More generally, for a finite set of energies (E_i):

\[ \mathbb{P}(i) = \frac{e^{-\beta E_i}}{\sum_j e^{-\beta E_j}}. \]

This is exactly a softmax with temperature (T=1/\beta).

# (A) Likelihood ratio test example

N = 20
lambda0 = 0.8

# Simulate under an alternative
true_lambda = 1.1
x = stats.boltzmann.rvs(true_lambda, N, size=4000, random_state=rng)

lambda_hat = boltzmann_mle_lambda(x, N)

lrt = 2.0 * (boltzmann_loglik(lambda_hat, x, N) - boltzmann_loglik(lambda0, x, N))
p_value = stats.chi2.sf(lrt, df=1)

print('lambda0:', lambda0)
print('lambda_hat:', lambda_hat)
print('LRT statistic:', lrt)
print('p-value:', float(p_value))
lambda0: 0.8
lambda_hat: 1.0982790587590858
LRT statistic: 334.1736246842629
p-value: 1.1851773758214812e-74
# (B) Bayesian grid posterior for lambda_

N = 20
x = stats.boltzmann.rvs(1.0, N, size=200, random_state=rng)

lam_grid = np.linspace(1e-3, 4.0, 600)

# Example prior: Gamma(shape=2, scale=1) on lambda_ (mean=2)
prior = stats.gamma(a=2.0, scale=1.0)
log_prior = prior.logpdf(lam_grid)

log_like = np.array([boltzmann_loglik(lam, x, N) for lam in lam_grid])
log_post_unnorm = log_prior + log_like
log_post_unnorm -= np.max(log_post_unnorm)
post = np.exp(log_post_unnorm)
post /= np.trapz(post, lam_grid)

# Posterior summaries
post_mean = float(np.trapz(lam_grid * post, lam_grid))
cdf = np.cumsum(post)
cdf /= cdf[-1]
ci_low = float(np.interp(0.025, cdf, lam_grid))
ci_high = float(np.interp(0.975, cdf, lam_grid))

print('posterior mean:', post_mean)
print('95% credible interval:', (ci_low, ci_high))

fig = go.Figure()
fig.add_trace(go.Scatter(x=lam_grid, y=post, mode='lines', name='posterior'))
fig.add_vline(x=post_mean, line_dash='dash', line_color='black', annotation_text='posterior mean')
fig.update_layout(title='Posterior over lambda_ (grid approximation)', xaxis_title='lambda_', yaxis_title='density')
fig.show()
posterior mean: 0.9563436545547456
95% credible interval: (0.821300695264435, 1.0950861245578618)
# (C) Gibbs / softmax sampling over arbitrary energies

energies = np.array([0.0, 0.5, 1.0, 2.0, 3.0])
labels = [f'state {i}' for i in range(len(energies))]

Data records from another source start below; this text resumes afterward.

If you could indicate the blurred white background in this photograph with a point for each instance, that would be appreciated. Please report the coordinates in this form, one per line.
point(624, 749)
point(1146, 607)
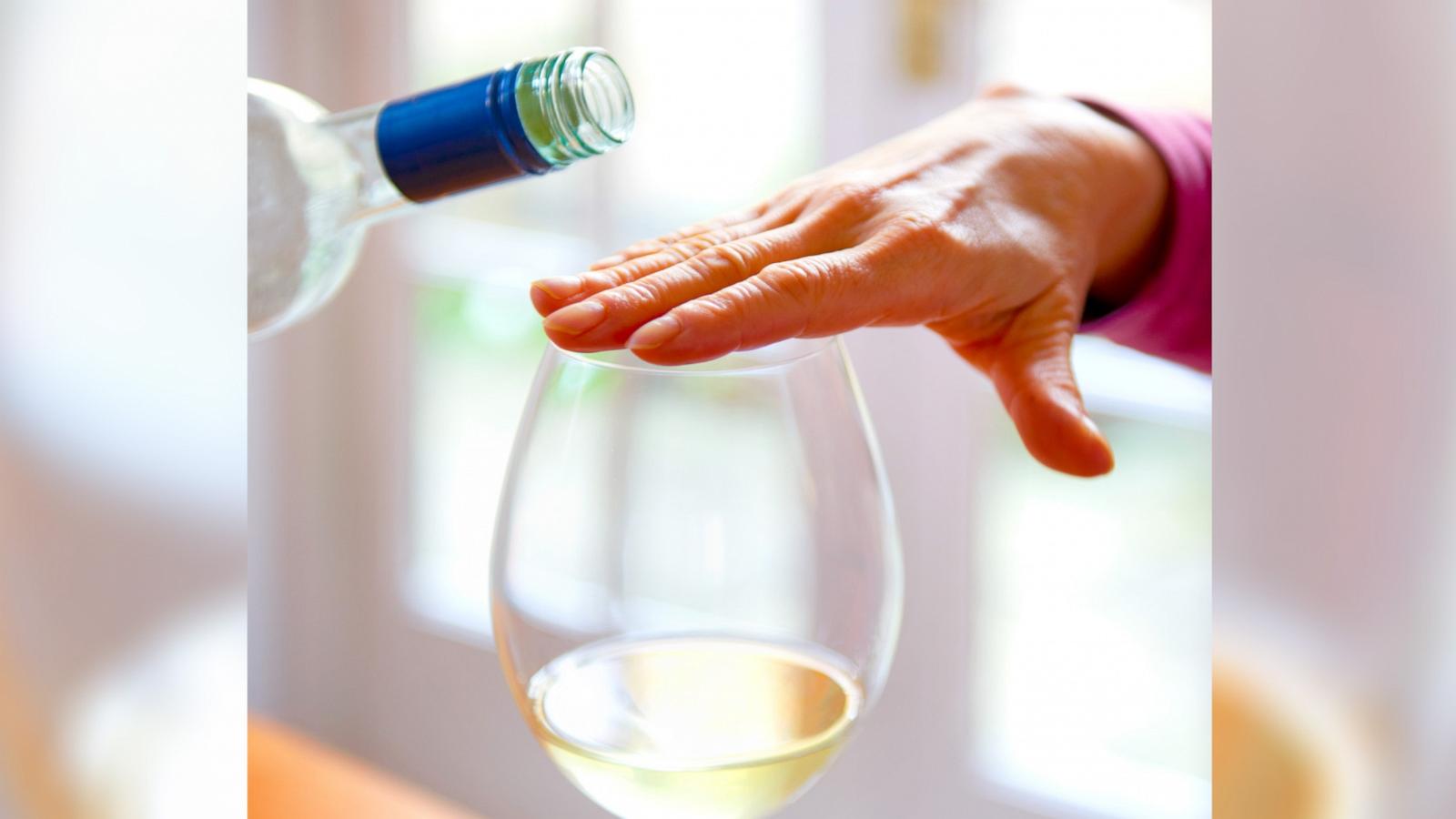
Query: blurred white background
point(123, 508)
point(1055, 656)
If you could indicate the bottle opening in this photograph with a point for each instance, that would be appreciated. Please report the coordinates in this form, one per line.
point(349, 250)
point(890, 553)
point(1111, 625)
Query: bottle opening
point(574, 104)
point(604, 98)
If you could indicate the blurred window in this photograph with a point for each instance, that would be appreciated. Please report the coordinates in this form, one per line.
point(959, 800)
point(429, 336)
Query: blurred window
point(1094, 603)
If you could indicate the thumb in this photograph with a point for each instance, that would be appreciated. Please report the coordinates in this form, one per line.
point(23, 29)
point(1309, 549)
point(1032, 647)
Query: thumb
point(1031, 368)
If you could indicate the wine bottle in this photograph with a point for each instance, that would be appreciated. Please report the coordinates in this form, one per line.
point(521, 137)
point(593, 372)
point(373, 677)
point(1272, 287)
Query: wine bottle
point(317, 179)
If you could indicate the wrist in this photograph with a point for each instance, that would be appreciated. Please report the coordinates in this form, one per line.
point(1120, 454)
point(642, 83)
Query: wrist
point(1133, 193)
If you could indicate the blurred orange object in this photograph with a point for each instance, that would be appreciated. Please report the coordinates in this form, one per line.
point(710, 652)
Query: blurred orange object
point(290, 777)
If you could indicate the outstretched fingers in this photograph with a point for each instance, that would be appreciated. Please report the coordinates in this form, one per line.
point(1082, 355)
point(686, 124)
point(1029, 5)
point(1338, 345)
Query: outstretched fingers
point(609, 318)
point(807, 296)
point(645, 258)
point(1031, 368)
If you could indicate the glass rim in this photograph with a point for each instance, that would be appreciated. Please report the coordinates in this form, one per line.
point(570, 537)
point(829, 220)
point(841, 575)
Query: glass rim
point(757, 360)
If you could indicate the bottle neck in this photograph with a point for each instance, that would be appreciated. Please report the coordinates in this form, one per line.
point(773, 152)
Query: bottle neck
point(378, 196)
point(456, 138)
point(523, 120)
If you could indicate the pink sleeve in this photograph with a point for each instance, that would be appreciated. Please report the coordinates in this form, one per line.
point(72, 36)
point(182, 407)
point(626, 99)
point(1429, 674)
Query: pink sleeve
point(1172, 315)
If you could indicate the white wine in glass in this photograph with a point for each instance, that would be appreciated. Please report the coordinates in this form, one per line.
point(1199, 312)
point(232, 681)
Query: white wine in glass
point(696, 576)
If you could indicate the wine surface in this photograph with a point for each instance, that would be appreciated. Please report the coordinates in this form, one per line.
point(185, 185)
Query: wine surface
point(693, 727)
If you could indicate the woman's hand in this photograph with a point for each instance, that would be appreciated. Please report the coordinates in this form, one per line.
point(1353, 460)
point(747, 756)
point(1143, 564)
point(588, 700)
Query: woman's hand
point(989, 227)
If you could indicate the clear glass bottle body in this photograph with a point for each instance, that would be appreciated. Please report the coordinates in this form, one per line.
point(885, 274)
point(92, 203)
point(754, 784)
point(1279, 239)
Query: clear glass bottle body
point(315, 179)
point(696, 576)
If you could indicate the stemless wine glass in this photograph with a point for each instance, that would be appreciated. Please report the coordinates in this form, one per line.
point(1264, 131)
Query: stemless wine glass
point(696, 577)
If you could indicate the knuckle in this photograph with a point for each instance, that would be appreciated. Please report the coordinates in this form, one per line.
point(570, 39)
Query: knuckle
point(734, 258)
point(852, 197)
point(798, 283)
point(921, 228)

betas = [0.5, 1.0, 2.0]  # inverse temperatures

fig = go.Figure()
for beta in betas:
    w = np.exp(-beta * energies)
    p = w / w.sum()
    fig.add_trace(go.Scatter(x=labels, y=p, mode='lines+markers', name=f'beta={beta}'))

fig.update_layout(title='Gibbs probabilities vs inverse temperature', xaxis_title='state', yaxis_title='probability')
fig.show()

# Sample from one setting
beta = 1.5
p = np.exp(-beta * energies)
p = p / p.sum()

draws = rng.choice(len(energies), size=20, p=p)
print('draws:', draws)
draws: [1 0 2 0 2 0 0 1 0 0 0 0 3 0 0 0 2 0 0 1]

11) Pitfalls#

  • Parameter constraints (SciPy): lambda_ must be (>0); N must be a positive integer.

  • Support mismatch: data must be integers in ({0,\dots,N-1}) (or shifted by loc).

  • Fitting N: if N is unknown, estimating it from finite data can be unstable; using max(data)+1 can underestimate the true cutoff.

  • Small (\lambda) numerical cancellation: expressions like (1-e^{-\lambda}) lose precision when (\lambda) is tiny; use expm1 (-np.expm1(-x)) or switch to the uniform limit.

  • CDF rounding: ensure the last CDF value is exactly 1.0 before searchsorted sampling.

# Tiny-lambda numerical pitfall demo

lam = 1e-12
naive = 1 - np.exp(-lam)
stable = -np.expm1(-lam)
print('1 - exp(-lam) naive :', naive)
print('1 - exp(-lam) stable:', stable)
1 - exp(-lam) naive : 9.999778782798785e-13
1 - exp(-lam) stable: 9.999999999995e-13

12) Summary#

  • boltzmann is a discrete, finite-support distribution with (p(k)\propto e^{-\lambda k}) on ({0,\dots,N-1}).

  • The PMF/CDF come directly from finite geometric series.

  • Mean/variance have clean closed forms via derivatives of (\log Z).

  • Sampling is straightforward with inverse CDF on the finite support.

  • SciPy provides pmf/cdf/rvs/stats/entropy; for fitting, use scipy.stats.fit or solve the MLE moment equation.